Landcare news and tips
When the temperature in North Texas inches toward triple digits, you may be tempted to water your grass, as well as your plants, shrubs and trees, as much as possible. However, over watering your lawn can cause root rot and make your lawn much more susceptible to disease. Shaded areas getting too much water may cause the grass to die. Trying to regrow it by adding fertilizer can make the grass grow back, but more mowing will be required as well as de-thatching.
On the other hand, not watering enough can result in unsightly, brown, dying grass. Grass can go dormant after not being watered for two to three weeks and still survive. However, infrequent watering, or not watering at all, after four to six weeks of dry, hot weather, can kill the grass completely.
So, how do you know when you’re watering too much or when you’re not watering enough? Knowing how much water your lawn needs, at different times of the year, and for the particular grass that you have may leave you with more questions than answers.
There are many online resources and apps that can be targeted to the Dallas Fort Worth area that can help you determine how to water your lawn for optimum results.
If you live in a city that is a client of the North Texas Municipal Water District, the Texas A&M AgriLife Extension offers WaterMyYard.org to provide water saving tips and ways to keep your yard healthy.

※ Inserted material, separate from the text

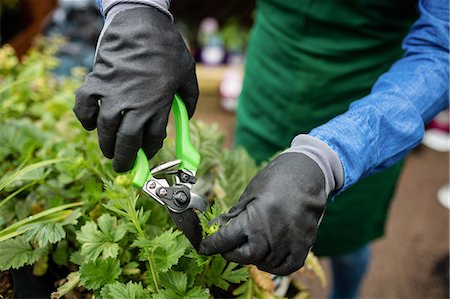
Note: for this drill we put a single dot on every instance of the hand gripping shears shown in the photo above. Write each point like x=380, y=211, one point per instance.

Another site, SprinkerTimes.com, provides an app, for a nominal fee, that allows you to enter your zip code to calculate the average weather data, based on the last twenty years, for your specific location. You then enter your plant type (grass, shrubs and trees, drought tolerant plants, annual flowers, or newly planted plants), sprinkler type, soil type, and amount of sun exposure. The app will generate a monthly watering schedule customized specifically for your landscape.
In addition to websites and apps, there are also smart sprinkler system controllers that can replace your existing control box. These are available at places like Home Depot, Amazon, and Best Buy for a few hundred dollars or less.
These systems work similarly to the SprinklerTimes.com app where you enter information about your plants, soil, and sun exposure for each zone of your yard. Then, watering cycles are automatically calculated to deliver just the right amount of water.